Y cuando un nombre se abrió paso entre los restos de la confusión que me tenían atontada, me quedé sin aire. Temblorosa, giré la postal entre mis dedos y leí la familiar letra apiñada de la parte de atrás, la que me había acostumbrado a descifrar después de numerosos informes compartidos con mi compañero de enfrente.
"No podría estar mejor aquí, pero te echo de menos de todas formas. Barry".
Una carcajada murió en mi garganta ante la broma del detective, pero pronto la tristeza se sobrepuso a ese fugaz instante de felicidad. Sentí que todo el llanto acumulado venía sobre mí como un río al que hubiera estado conteniendo una presa y que, de golpe, ya no hubiera muro que le frenara. Me incliné hacia delante ante las intensas emociones que se apoderaron de mi cuerpo y me tapé la boca con una mano temblorosa mientras sentía los sollozos sacudirme tan fuerte que temí que me rompieran a su paso.
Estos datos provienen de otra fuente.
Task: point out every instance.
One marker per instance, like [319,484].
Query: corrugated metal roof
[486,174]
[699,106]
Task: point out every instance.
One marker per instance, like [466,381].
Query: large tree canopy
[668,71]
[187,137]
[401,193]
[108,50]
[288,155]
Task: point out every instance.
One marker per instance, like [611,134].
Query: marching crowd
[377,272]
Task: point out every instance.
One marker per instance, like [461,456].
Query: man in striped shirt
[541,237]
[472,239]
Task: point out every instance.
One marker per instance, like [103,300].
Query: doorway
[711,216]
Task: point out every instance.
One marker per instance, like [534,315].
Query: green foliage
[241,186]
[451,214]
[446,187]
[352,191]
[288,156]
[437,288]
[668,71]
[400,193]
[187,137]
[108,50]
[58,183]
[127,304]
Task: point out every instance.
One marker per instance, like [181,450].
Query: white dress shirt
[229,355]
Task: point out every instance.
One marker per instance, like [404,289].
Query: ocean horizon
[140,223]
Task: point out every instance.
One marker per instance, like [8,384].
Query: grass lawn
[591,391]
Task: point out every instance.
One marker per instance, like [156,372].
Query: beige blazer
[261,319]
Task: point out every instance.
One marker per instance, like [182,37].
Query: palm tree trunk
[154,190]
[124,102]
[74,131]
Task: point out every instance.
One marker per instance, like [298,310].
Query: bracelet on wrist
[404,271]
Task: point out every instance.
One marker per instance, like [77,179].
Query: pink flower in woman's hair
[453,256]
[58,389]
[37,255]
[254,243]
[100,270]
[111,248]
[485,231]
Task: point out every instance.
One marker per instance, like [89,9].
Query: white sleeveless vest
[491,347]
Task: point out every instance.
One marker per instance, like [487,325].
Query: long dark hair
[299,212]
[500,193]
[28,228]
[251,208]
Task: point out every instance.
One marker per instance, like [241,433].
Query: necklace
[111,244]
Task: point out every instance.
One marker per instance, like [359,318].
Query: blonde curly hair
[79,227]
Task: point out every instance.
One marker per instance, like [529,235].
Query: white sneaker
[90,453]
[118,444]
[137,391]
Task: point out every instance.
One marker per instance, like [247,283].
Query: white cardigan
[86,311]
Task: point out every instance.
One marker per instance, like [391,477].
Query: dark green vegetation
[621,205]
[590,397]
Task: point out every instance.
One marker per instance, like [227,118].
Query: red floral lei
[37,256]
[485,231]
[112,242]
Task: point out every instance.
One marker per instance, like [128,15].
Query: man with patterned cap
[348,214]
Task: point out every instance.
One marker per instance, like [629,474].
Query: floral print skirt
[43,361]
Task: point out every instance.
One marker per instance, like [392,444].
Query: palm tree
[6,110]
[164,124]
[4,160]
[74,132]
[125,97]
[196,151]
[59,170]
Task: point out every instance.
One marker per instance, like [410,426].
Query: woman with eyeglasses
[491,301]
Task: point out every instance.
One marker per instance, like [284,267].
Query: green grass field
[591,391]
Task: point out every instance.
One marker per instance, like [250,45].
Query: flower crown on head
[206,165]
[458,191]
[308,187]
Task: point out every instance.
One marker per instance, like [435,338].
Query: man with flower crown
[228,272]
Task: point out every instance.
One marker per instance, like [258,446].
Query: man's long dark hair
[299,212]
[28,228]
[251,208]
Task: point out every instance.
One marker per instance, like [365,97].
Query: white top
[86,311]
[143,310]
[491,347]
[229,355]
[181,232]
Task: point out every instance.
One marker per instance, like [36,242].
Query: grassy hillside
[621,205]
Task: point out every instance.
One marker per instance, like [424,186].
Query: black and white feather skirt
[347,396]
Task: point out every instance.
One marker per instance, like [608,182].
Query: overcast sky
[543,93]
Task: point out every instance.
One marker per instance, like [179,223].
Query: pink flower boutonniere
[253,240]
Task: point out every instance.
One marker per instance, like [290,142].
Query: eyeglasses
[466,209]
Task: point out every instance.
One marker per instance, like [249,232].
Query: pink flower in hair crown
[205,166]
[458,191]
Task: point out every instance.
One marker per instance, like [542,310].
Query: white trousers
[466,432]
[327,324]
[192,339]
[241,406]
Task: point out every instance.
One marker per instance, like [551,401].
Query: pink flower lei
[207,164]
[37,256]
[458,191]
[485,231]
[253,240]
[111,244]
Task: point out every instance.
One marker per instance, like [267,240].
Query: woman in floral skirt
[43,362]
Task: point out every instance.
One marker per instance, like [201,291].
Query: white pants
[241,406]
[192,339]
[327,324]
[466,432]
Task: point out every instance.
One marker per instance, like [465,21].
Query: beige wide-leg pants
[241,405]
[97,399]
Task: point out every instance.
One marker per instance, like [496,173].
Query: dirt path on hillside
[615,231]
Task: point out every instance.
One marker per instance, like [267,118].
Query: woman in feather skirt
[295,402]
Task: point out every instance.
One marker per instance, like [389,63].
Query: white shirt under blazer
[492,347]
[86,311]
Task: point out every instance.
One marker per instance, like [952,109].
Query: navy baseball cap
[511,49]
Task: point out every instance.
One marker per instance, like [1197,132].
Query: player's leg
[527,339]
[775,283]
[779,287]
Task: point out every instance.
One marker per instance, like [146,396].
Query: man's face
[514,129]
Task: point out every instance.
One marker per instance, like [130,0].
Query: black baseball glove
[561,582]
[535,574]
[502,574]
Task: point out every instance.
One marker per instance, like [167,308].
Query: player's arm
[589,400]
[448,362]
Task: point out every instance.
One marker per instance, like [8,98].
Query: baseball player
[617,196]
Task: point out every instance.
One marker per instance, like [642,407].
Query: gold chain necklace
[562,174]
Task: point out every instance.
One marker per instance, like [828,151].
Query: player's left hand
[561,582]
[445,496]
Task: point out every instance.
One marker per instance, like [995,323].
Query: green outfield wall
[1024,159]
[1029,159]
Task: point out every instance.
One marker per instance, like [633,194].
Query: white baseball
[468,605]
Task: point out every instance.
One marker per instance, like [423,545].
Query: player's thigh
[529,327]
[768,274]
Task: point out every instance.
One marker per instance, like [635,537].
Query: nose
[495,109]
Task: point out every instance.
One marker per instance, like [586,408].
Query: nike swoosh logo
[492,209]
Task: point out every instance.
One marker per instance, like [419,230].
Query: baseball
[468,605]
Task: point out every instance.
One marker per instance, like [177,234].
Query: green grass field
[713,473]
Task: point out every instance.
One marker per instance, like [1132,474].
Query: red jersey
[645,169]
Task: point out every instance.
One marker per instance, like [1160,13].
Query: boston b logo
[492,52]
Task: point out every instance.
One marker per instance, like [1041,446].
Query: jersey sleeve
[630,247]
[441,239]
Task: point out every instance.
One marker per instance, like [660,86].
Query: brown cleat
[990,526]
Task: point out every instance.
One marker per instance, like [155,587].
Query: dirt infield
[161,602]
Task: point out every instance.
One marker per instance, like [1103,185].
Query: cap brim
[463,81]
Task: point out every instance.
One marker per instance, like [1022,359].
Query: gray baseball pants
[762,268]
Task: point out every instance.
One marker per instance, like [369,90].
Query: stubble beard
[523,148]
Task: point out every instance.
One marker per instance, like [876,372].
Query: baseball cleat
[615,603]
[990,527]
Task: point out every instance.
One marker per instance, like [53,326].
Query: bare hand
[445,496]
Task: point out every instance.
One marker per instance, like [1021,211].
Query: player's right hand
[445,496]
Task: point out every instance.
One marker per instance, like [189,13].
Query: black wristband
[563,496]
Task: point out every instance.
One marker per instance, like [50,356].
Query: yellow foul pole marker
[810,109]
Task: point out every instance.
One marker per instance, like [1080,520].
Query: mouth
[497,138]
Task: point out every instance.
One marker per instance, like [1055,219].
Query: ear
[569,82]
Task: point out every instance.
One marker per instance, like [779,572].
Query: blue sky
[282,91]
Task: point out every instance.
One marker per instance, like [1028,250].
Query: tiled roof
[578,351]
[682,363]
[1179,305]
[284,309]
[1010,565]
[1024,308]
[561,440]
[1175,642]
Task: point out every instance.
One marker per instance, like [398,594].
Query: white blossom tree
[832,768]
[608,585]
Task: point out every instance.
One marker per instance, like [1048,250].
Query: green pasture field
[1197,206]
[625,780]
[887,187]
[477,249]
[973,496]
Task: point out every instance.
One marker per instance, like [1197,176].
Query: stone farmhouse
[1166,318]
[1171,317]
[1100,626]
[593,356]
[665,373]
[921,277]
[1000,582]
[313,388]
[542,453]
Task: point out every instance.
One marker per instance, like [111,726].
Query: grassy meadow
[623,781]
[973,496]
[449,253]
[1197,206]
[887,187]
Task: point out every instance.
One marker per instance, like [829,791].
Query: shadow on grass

Giré sobre los tacones y dejé que mi espalda resbalara por el borde de madera de la encimera hasta que quedé sentada en el suelo. Con las piernas dobladas apretadas contra el pecho como si así pudiera suavizar el dolor que sentía, ahogué los sollozos pero no los contuve. Era imposible. Una fuerza superior a mí se había hecho con el control de mi cuerpo y yo solo podía quedarme allí sentada, relativamente quieta, y esperar a que pasara lo más fuerte.
Me llegó todo a la vez, la depresión y la aceptación. En medio de las lágrimas, abrí los ojos y comprobé que la imagen de la postal que había quedado grabada en mi retina. Mientras el agua del río chocaba contra las paredes de mi pecho con más fuerza aún, abracé mis rodillas y hundí la cabeza en mis brazos con la desoladora certeza de que eso era todo.
Se había ido para siempre.
Ser consciente de eso suavizó un poco la intensidad de las emociones que recorrían mi cuerpo de arriba abajo, las hizo soportables. Estuve ahí sentada hasta que mis doloridos ojos dejaron caer las últimas dos lágrimas, hasta que fui capaz de dejar de temblar y los sollozos no me sacudieron.
Entonces, me levanté con dificultad, los tacones tiempo atrás olvidados junto a mí, y acaricié la postal que había dejado caer sobre el resto de las cartas.
- Yo también te echaré de menos – susurré al aire.
Con paso cansado, me arrastré hasta mi habitación y me tiré en la cama sin desvestirme ni desmaquillarme. Simplemente, dejé que mis pesados párpados se cerraran y me sumí en un tranquilo sueño donde el sol brillaba con fuerza y Barry se reía mientras sacudía una mano para decirme adiós. Dejando que una enorme sonrisa se extendiera por mi rostro, correspondí su gesto.